|
  
Winter 2006
No Place Like It
It took driving across the country with wishbone to learn where home is
Minneapolis, Minn.
continued …
I circumnavigated the U.S. in about three months. People everywhere were
kind and helpful, and Wishbone made friends wherever we went. But nowhere
felt like “home.”
I landed at my parents’ house in Pittsburgh with some relief. At last I could
relax, be myself, enjoy their company.... “So, have you decided where you’re
going to live?”my mom asked me the morning after I arrived.
“Not really,” I said, thinking, Can’t I just hang out here for a while?
Mom, wanting answers, asked me about this daily. I had none. So I decided
it was time to visit my brother in Cape Cod. It would be the perfect time
to bond with my young niece and nephew.Maybe make plans to start a bookstore/dessert
place with my brother. But my brother was content at his present job and wasn’t
up for such a big risk. And deep down, I knew it wouldn’t feel right to live
there.
“Are you coming home for Mark’s wedding?”my friend Kristi e-mailed me from
Minneapolis. “I guess so,” I wrote back. Another friend married; another one
bites the dust. “Maybe I’ll look for an apartment when I’m out there,” I typed
as an afterthought.
Without trying very hard, I found a sunny apartment in St. Paul, overlooking
the Mississippi River.“Maybe I’ll look for some freelance work,” I told my
friends. I had enough money to hold me for several months.

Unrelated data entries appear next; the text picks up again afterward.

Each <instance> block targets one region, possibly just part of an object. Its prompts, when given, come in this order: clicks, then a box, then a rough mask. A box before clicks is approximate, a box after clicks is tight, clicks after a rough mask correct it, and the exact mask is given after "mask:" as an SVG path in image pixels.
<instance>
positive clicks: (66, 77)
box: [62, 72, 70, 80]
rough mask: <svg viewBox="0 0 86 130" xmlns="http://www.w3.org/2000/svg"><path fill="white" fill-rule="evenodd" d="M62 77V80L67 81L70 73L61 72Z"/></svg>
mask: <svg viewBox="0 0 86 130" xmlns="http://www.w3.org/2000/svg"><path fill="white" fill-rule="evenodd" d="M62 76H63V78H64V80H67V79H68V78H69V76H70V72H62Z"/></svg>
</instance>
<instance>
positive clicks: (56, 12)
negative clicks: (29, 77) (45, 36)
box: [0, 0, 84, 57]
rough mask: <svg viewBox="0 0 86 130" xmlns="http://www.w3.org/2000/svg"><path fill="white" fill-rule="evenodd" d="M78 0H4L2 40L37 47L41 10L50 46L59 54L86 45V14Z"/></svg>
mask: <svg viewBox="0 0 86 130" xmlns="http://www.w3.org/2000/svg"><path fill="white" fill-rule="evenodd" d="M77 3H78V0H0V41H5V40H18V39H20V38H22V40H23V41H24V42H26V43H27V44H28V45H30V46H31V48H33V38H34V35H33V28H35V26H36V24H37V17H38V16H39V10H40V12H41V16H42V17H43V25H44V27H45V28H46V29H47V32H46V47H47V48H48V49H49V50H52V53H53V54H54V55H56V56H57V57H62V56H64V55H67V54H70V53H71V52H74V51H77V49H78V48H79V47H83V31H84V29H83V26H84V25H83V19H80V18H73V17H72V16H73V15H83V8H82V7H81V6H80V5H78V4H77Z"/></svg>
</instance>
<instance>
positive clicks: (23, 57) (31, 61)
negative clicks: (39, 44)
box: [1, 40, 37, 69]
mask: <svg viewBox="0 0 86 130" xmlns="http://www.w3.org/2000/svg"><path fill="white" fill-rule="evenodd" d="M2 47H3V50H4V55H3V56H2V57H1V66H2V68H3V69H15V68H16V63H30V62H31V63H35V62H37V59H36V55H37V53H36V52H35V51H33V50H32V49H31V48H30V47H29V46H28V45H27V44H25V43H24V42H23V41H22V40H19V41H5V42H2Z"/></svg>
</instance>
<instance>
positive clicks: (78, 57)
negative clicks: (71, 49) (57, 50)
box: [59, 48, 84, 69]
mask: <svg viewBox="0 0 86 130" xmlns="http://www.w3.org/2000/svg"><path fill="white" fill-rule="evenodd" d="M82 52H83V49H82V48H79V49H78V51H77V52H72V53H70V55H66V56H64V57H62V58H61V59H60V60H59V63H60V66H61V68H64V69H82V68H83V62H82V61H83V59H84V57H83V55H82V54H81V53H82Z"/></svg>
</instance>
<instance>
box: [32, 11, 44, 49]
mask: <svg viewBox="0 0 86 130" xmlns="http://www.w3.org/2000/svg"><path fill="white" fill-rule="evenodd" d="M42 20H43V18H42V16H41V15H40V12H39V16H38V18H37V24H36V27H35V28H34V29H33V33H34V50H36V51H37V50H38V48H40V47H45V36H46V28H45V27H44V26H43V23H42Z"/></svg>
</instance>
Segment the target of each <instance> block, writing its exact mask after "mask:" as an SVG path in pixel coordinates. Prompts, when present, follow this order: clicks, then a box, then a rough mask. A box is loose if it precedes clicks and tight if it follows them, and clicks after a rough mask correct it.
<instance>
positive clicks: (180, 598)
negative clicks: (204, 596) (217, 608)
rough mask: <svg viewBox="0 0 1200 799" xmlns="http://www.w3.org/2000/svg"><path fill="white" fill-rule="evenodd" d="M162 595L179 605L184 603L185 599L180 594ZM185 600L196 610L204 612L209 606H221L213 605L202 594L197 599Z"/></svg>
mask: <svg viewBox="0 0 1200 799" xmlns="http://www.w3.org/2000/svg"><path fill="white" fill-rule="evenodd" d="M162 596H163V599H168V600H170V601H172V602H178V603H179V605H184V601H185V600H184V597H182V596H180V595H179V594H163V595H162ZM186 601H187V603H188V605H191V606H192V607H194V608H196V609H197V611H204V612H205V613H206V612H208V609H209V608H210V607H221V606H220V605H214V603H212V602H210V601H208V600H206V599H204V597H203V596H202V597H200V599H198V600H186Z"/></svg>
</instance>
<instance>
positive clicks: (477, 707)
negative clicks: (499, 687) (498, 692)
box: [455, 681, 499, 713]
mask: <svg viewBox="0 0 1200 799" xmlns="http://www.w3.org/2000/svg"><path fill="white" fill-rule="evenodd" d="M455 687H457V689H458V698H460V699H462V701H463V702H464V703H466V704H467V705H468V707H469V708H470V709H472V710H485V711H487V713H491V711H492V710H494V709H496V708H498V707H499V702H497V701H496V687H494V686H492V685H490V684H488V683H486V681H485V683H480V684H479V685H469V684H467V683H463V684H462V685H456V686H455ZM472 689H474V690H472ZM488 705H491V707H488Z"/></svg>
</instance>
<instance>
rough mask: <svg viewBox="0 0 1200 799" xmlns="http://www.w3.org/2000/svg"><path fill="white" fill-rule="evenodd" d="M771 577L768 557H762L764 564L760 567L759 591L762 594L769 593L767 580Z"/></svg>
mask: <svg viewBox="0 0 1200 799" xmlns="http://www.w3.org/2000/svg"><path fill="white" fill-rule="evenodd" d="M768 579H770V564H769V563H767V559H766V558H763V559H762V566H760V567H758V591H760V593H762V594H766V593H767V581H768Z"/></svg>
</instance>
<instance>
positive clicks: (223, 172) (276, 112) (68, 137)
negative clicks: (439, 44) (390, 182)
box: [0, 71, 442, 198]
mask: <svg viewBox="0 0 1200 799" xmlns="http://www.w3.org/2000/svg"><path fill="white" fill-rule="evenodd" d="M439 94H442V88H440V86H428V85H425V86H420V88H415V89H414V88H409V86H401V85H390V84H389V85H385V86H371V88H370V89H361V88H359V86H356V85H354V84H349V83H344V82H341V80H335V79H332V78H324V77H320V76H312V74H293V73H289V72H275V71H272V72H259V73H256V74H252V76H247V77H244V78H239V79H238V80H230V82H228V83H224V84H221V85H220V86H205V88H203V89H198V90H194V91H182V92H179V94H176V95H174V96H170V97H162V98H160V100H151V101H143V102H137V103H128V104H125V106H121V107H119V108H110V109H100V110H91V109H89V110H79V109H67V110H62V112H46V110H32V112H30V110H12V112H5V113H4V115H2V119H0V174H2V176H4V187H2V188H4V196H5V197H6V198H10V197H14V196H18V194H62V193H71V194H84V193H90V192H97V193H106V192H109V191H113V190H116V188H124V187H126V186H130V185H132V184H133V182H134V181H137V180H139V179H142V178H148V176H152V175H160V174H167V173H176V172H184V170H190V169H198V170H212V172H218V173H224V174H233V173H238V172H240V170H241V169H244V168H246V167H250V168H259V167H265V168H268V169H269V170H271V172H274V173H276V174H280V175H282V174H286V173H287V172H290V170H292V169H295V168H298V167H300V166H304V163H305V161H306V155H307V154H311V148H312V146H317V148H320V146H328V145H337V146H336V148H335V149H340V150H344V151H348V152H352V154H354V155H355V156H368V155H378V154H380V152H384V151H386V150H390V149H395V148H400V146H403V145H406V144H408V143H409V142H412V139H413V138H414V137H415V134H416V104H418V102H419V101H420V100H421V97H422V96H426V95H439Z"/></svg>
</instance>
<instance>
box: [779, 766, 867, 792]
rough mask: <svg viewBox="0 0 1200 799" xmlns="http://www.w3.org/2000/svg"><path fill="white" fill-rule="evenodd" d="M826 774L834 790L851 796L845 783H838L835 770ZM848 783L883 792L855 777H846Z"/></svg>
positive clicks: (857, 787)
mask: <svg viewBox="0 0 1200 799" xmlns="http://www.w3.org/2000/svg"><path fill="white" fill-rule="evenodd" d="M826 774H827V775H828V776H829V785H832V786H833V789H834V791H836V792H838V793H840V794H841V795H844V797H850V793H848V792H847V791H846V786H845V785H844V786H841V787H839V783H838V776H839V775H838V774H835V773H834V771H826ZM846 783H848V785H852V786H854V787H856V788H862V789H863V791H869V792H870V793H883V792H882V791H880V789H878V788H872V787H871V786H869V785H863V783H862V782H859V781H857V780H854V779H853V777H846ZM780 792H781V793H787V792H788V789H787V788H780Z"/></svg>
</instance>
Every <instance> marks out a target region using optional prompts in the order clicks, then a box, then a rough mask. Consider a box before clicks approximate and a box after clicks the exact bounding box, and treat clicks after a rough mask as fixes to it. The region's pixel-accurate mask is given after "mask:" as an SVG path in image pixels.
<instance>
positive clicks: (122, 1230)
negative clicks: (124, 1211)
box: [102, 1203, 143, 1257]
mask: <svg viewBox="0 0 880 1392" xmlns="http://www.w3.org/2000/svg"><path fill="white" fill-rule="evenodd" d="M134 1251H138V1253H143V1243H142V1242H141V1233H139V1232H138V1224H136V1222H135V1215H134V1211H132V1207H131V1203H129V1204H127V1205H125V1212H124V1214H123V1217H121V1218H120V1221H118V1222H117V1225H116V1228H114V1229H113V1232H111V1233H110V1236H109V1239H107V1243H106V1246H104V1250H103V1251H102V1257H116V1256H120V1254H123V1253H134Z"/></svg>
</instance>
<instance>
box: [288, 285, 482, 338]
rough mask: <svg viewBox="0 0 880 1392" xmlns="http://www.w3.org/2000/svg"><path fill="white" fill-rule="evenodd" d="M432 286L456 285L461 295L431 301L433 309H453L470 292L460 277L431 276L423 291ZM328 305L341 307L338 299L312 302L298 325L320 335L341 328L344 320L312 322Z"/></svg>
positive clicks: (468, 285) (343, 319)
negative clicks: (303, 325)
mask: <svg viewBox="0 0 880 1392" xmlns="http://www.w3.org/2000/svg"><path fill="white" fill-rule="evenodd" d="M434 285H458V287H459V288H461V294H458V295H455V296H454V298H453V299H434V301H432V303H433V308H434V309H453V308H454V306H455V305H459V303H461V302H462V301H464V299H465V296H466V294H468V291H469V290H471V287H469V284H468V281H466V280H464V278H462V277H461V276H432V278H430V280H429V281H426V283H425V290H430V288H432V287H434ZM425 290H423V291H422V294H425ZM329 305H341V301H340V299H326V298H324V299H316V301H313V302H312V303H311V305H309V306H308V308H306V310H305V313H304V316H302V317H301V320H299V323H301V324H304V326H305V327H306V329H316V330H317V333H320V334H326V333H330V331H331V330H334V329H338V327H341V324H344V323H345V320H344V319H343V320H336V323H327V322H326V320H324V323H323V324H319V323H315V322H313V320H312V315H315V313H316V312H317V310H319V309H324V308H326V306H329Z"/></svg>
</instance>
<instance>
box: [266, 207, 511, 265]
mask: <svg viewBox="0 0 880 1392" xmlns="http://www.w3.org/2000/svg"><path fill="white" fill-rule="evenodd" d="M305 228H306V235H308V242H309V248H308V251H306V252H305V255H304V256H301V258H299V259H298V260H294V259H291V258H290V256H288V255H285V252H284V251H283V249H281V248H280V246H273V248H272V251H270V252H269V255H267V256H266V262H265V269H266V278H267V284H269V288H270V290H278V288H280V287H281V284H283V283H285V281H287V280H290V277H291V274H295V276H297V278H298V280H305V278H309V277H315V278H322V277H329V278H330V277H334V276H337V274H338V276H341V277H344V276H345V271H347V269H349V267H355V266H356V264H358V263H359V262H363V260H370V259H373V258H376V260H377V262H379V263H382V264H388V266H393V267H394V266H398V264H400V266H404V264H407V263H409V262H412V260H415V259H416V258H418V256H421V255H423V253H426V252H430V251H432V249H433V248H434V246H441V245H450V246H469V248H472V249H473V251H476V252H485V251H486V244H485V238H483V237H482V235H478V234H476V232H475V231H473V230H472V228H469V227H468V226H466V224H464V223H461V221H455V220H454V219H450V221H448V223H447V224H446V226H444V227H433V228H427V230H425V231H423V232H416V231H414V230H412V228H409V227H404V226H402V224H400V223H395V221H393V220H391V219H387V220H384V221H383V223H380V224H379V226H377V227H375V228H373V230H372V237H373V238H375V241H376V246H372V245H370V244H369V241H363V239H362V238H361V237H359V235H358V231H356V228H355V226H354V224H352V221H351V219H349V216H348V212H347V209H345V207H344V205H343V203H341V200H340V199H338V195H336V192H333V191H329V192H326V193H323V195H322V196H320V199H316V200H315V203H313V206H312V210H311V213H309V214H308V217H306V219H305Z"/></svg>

The thing was, though, I wasn’t supposed to be back here. I had
even gone so far as to consult a psychic in Sedona about the best place for
me to live. She gave a big thumbs-down to Minneapolis/St. Paul. “I see you
trapped there and frustrated,” she said. “Great for work, terrible for romance.”
So, what should I do?” I asked Tim, who was cutting my hair. Tim was also
a psychic. Lest you think I spend all my money on psychic readings and put
too much stake in such nonsense, well, you’d be right. But the reading was
included with the haircut.
He paused for a minute. “They’re not telling me where it would be best for
you,” he said. (“They,” being his spirit guides.) “The lesson here is more
about choosing to be happy, no matter where you are. Because if you can’t
be happy here, how can you be happy anywhere else?”
It’s the old “bloom where you’re planted” story, I thought. What a cliché.
(At least I got a good haircut.) But wasn’t there some truth to that? I
had the world’s best dog, a sunny, warm apartment, the prospect of lots
of work.
Plus, plenty of friends who were thrilled that I was back.
What about the six months of winter? Well,Minneapolis/St. Paul was a Northwest
Airlines hub. I could fly anywhere warm and sunny in just a few hours, right?
A few months later, I got a job and bought a sweet little house. And yes,
I am seeing someone.
OK, so that last sentence isn’t true, but i really doesn’t matter. I can’t
profess that this place is for everyone, or even the best for me. I know it
has taken me ten years, and time away seeing other places, to really appreciate
it.What my travels seem to point out is that there is a trade-off everywhere.
If you want a temperate climate, for example, be prepared for huge crowds,
bad traffic, and impossibly expensive real estate. If you want to afford a
house, be prepared for fewer job opportunities and six months of winter.
I’m reminded of the gift of this journey every time I sit and chat with my
neighbors at the local coffee shop, or walk Wishbone to a friend’s house,
or when it takes a mere twenty minutes to drive just about anywhere I want
to go.
What a gift to be able to choose. So I choose to plant here. And I choose
to fly to the beach every winter.
Minneapolis/St. Paul is home to former governor Jesse Ventura, writer
Garrison Keillor, the Mall of America, and Barbara Brown ’82, a freelance
writer, editor, and marketing consultant.